22 Feb Member Spotlight: Elizabeth “Betty” Athanasakos
The legacy of Elizabeth “Betty” Athanasakos, BPW/Fort Lauderdale President 1979-1980 and BPW/USA President 1990-1991.
Elizabeth Athanasakos is a “grass root” member of BPW/Fort Lauderdale. She was one of the LO’s organizers and served as LO President and in July 1990 became President of BPW/USA.
Elizabeth Athanasakos, a practicing civil lawyer in Florida since 1958, was the first female municipal judge in Broward County, Florida. She was appointed by President Richard Nixon on October 1, 1969, to serve on the Task Force on Women’s Rights and Responsibilities. Department of Health, Education, and Welfare, 1972-74; Atlanta Regional Panel for the President’s Commission on White House Fellowships, 1974-1976; President; Florida Association of Women Lawyers, 1976-78, The list goes on and on!
When Elizabeth Athanasakos stepped down as president of one of the country’s largest business and professional women’s organizations, she left her successor a battle still unwon. During her year as BPW/USA President, Athanasakos led the 100,000-member National Federation of Business and Professional Women’s Clubs and had traveled around the country, revitalizing working women’s attitudes and rallying for the women’s movement. Athanasakos stepped down at the organization’s national convention on July 24, 1991. She stated she was leaving at a time when women’s rights continually are being restricted by an ever-growing conservative government. Her organization, founded during World War I when many women were joining the work force, must continue to support and encourage women.

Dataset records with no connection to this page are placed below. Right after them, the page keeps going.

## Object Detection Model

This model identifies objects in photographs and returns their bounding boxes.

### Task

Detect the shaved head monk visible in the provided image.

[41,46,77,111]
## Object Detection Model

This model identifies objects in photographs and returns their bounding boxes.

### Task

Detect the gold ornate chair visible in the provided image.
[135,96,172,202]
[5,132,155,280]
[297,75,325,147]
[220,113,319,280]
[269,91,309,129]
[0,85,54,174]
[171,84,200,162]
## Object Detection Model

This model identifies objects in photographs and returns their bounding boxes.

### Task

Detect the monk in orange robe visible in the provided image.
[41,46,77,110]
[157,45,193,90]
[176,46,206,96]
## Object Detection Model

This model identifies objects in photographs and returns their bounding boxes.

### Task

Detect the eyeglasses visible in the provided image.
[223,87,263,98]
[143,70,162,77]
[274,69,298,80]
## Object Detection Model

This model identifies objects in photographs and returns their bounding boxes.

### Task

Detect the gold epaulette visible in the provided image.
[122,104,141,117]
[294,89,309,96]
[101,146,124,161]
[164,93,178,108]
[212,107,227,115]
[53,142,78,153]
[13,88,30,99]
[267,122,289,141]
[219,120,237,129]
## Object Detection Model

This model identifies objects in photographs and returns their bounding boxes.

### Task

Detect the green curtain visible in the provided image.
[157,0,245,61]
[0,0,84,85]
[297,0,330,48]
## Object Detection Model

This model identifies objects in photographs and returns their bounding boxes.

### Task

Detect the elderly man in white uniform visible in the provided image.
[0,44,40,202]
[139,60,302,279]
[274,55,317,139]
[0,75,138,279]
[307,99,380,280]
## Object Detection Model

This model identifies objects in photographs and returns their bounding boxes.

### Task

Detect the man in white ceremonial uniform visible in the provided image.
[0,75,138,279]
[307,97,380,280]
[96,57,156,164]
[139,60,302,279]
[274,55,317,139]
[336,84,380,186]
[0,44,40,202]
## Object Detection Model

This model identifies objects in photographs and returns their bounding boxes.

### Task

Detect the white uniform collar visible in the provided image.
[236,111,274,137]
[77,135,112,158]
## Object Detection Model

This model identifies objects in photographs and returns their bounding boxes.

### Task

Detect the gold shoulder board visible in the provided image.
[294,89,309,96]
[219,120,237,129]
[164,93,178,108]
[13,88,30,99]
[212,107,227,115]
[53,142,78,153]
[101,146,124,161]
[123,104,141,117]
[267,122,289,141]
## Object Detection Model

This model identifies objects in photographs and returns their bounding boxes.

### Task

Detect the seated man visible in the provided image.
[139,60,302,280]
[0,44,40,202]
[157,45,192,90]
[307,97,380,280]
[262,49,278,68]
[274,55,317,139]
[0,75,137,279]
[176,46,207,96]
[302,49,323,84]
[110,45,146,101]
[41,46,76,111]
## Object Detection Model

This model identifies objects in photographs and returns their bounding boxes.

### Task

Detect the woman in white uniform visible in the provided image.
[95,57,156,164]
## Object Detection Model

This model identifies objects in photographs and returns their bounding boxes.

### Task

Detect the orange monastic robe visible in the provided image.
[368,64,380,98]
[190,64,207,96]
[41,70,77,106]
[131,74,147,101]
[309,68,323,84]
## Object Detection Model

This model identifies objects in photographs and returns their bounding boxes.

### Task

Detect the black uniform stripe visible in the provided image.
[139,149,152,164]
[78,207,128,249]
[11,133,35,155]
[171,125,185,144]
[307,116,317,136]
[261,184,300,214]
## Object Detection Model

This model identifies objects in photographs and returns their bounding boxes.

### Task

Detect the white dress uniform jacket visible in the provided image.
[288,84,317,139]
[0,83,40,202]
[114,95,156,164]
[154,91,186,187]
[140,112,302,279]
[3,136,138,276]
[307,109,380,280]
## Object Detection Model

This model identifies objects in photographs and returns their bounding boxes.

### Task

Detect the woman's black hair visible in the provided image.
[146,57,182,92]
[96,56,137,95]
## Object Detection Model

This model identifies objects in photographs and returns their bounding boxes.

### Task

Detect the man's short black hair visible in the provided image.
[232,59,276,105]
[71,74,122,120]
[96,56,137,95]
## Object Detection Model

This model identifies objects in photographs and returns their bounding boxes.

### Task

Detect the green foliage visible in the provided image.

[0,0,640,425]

“We are the voice of the working women,” she said. “We can achieve economic equality and participate fully in our nation, but now we are seeing a trend that is not pro-woman.”
With the Supreme Court heavily leaning to the right, Athanasakos said, past advancements are being stifled and women are losing the protection and support they have worked so hard to achieve. The organization’s goal, then, is to elevate the status and standards of women.

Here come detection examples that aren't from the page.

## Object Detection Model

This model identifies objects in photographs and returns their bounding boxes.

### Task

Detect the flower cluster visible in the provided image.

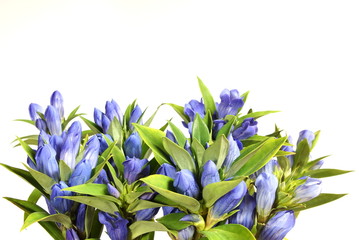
[1,79,348,240]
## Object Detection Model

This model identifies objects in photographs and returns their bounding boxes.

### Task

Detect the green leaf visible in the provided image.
[133,124,170,165]
[293,193,346,211]
[197,77,217,113]
[165,103,190,123]
[60,196,118,214]
[59,160,72,182]
[141,174,200,213]
[24,164,56,194]
[63,183,108,196]
[201,224,256,240]
[293,139,310,169]
[4,197,64,240]
[216,117,236,139]
[235,111,279,126]
[192,114,211,146]
[163,137,197,173]
[17,138,36,164]
[202,135,229,169]
[305,168,352,178]
[80,117,102,134]
[226,137,287,177]
[156,212,190,231]
[0,163,48,196]
[168,121,187,147]
[129,221,169,239]
[202,177,244,208]
[21,212,72,231]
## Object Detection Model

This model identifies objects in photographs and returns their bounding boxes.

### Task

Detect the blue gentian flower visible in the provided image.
[157,163,177,179]
[50,181,73,213]
[232,118,258,140]
[217,89,244,118]
[66,228,80,240]
[98,212,128,240]
[35,144,60,182]
[229,193,256,229]
[50,91,64,118]
[297,130,315,147]
[45,105,62,135]
[123,133,142,158]
[184,100,206,122]
[123,157,150,184]
[201,160,221,187]
[173,169,200,198]
[209,181,247,219]
[293,177,322,203]
[258,211,295,240]
[69,159,92,187]
[255,172,278,218]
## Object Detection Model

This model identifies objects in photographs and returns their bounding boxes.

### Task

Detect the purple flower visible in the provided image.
[50,91,64,118]
[123,157,150,184]
[201,160,220,187]
[229,194,256,229]
[293,177,322,203]
[217,89,244,118]
[123,133,142,158]
[255,172,278,218]
[258,211,295,240]
[184,100,206,122]
[173,169,200,198]
[35,144,60,182]
[98,212,128,240]
[45,105,62,135]
[209,181,247,219]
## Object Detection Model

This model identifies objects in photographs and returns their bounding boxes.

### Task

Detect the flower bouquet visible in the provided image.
[1,79,349,240]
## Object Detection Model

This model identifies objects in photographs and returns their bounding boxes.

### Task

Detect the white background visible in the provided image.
[0,0,359,240]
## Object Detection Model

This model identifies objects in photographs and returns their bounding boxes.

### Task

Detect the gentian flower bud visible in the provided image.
[107,183,120,198]
[123,157,150,184]
[255,172,278,218]
[101,114,111,133]
[35,118,47,131]
[297,130,315,147]
[209,181,247,219]
[83,136,100,168]
[135,208,160,221]
[29,103,44,121]
[184,100,206,122]
[223,134,240,171]
[232,118,258,140]
[217,89,244,118]
[45,105,62,135]
[60,121,82,170]
[98,212,128,240]
[201,160,221,187]
[93,108,104,127]
[35,144,60,182]
[129,105,142,129]
[293,177,322,203]
[76,203,87,232]
[229,194,256,229]
[69,159,92,187]
[173,169,200,198]
[123,133,142,158]
[93,169,110,184]
[50,181,73,213]
[258,211,295,240]
[178,226,196,240]
[50,91,64,118]
[157,163,177,179]
[66,228,80,240]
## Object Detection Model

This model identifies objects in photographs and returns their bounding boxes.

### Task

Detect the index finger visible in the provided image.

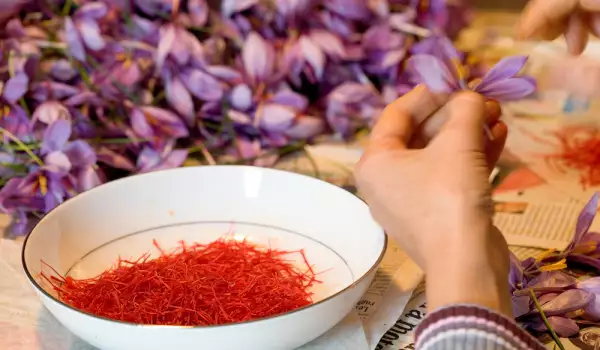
[369,85,448,149]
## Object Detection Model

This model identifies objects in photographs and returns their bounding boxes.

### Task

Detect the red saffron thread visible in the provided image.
[41,239,320,326]
[545,127,600,189]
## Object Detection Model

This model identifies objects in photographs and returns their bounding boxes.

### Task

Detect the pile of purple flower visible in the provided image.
[0,0,531,234]
[509,194,600,337]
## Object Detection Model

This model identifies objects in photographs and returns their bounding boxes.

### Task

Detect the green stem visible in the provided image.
[0,126,44,166]
[529,288,565,350]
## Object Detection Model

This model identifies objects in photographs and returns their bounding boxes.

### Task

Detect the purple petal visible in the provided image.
[367,0,390,18]
[180,69,223,101]
[0,105,31,142]
[44,173,66,212]
[474,77,536,101]
[165,77,195,125]
[136,147,160,173]
[567,192,598,251]
[32,101,71,124]
[41,119,71,154]
[511,295,530,317]
[527,271,577,292]
[155,149,188,170]
[188,0,208,27]
[63,140,97,168]
[299,36,325,80]
[77,2,108,20]
[577,277,600,294]
[285,116,325,140]
[50,59,77,81]
[269,90,308,111]
[44,151,72,176]
[76,19,106,51]
[533,289,595,316]
[65,17,85,62]
[98,147,135,171]
[221,0,259,17]
[227,109,252,125]
[327,82,373,104]
[536,293,559,306]
[324,0,369,20]
[31,81,80,102]
[583,294,600,321]
[64,91,103,107]
[170,27,197,66]
[129,108,154,139]
[77,166,102,193]
[2,72,29,103]
[259,103,296,132]
[236,138,261,159]
[530,316,579,338]
[408,55,458,93]
[154,24,175,71]
[140,106,188,138]
[479,56,527,88]
[242,32,274,84]
[275,0,312,16]
[362,24,404,50]
[229,84,252,111]
[308,29,346,58]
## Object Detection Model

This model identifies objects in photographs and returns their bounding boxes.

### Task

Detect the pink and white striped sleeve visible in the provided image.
[415,305,546,350]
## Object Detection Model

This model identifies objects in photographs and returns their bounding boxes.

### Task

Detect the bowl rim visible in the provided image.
[21,165,388,329]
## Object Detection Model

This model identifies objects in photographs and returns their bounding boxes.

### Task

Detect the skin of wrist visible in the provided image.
[425,224,512,317]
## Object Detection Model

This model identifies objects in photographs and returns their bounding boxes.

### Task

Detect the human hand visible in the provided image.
[356,86,511,315]
[517,0,600,55]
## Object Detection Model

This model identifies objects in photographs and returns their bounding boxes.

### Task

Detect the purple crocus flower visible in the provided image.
[221,0,259,17]
[0,178,48,235]
[408,36,536,101]
[129,106,188,144]
[137,144,188,173]
[282,29,346,86]
[326,83,384,136]
[41,119,101,192]
[324,0,371,20]
[63,2,108,62]
[362,24,406,77]
[0,71,31,141]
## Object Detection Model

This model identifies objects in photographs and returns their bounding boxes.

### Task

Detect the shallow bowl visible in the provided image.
[23,166,387,350]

“When we see the number of rapes and the attitudes of juries, judges and enforcement agencies, you take all of these things and it has to tell you that there’s an attitude that puts all of the ills of the world on women,” she said.
Athanasakos, who grew up in Brooklyn and graduated from St. John’s University law school, said women sometimes, leave the organization because their careers and families require all their time. Specializing in domestic relations law in her own practice and serving as the organization’s national president keeps Athanasakos busy, but she said her clients understand her booked schedule. “My clients have been very understanding to the fact that I’ve been running all around the country,” she said.
She says her efforts were needed because true change will only be possible when women join forces, speak out as a unified group, and gain more positions in the government. “We’re going backwards,” she said. “I think we’re in a time when, if women do not speak up, we’re going to be losing a lot more.”
Article/comments taken from BPW/USA Archives.